Although few studies have examined these putative differences in the brain between STs and GTs, existing research suggests that differences do exist (Tomie, Grimes & Pohorecky, 2008). For example, a recent study found higher levels of DAT mRNA in the VTA of GTs compared to STs (Flagel et al., 2007). One interpretation of this may be that lower levels of mRNA DAT in the VTA neurons of STs would lead to less DAT availability at the terminals of VTA afferents to the ventral striatum, and consequently, there would be slower reuptake of DA among STs in response to rewards and reward predictors. Thus, when a cue is present, DA remains longer in the synapse, leading to increased incentive salience and enhanced responses, such that STs exhibit maladaptive behavior in the presence of cues. This biomarker of reduced DAT mRNA in STs, who are cue-responsive, is in direct alignment with our fMRI data in seemingly cue-responsive 9-repeats. Although we believe the parallels between the preclinical and our findings support a cue-vulnerable endophenotype among 9-repeats, we plan to pursue studies exploring how DAT genotype variation influences other aspects of incentive salience and addictive behaviors, including treatment outcome.

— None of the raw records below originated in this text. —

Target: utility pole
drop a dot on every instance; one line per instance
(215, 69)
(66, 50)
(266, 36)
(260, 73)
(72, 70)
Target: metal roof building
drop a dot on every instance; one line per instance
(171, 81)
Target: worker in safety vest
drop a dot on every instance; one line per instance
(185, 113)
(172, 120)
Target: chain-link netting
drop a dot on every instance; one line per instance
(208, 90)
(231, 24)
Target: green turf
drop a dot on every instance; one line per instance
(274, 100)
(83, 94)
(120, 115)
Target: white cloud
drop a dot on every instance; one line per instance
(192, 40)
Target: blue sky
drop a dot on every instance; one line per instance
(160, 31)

A limitation of the current study is that behavioral measures are not fully supportive for differential attentional bias to SCs between DAT variants; however, attentional bias reaction times for smokers in the current study are similar to those presented in a previous study using the same visual dot-probe attentional bias task (Ehrman et al., 2002). We believe that the absence of a difference between groups is related to sample size, and that with a larger sample size, differences might be observed. Neurophysiological markers are presumed to be more sensitive, and thus, the results presented here and in Janes et al. 2010b substantiate the use of a correlational approach. A potential confound in our findings could be due to differences in data acquisition. For example, the first 15 subjects were scanned using a Bruker coil; whereas, the remaining subjects were scanned using an 8-channel coil. To explore whether data acquisition differences affected findings, we compared variances between both groups using a homogeneity of variance test and found that the variances were not significantly different. This study is also limited in that only one factor underlying cue vulnerability was examined: DAT genotype. We recognize that many factors are at play including race/ethnicity, sex, menstrual cycle, stress and variance in other genes (Franklin et al., 2008; McClernon et al., 2007; Okuyemi et al., 2006; Sinha, 2009). In fact, Okuyemi and colleagues (2006) found that African Americans had greater SC-reactivity relative to Caucasians, which could potentially indicate greater attentional bias based on our results. Thus, we will continue to acquire data in order to assess the interactions of these and other factors on relapse vulnerabilities.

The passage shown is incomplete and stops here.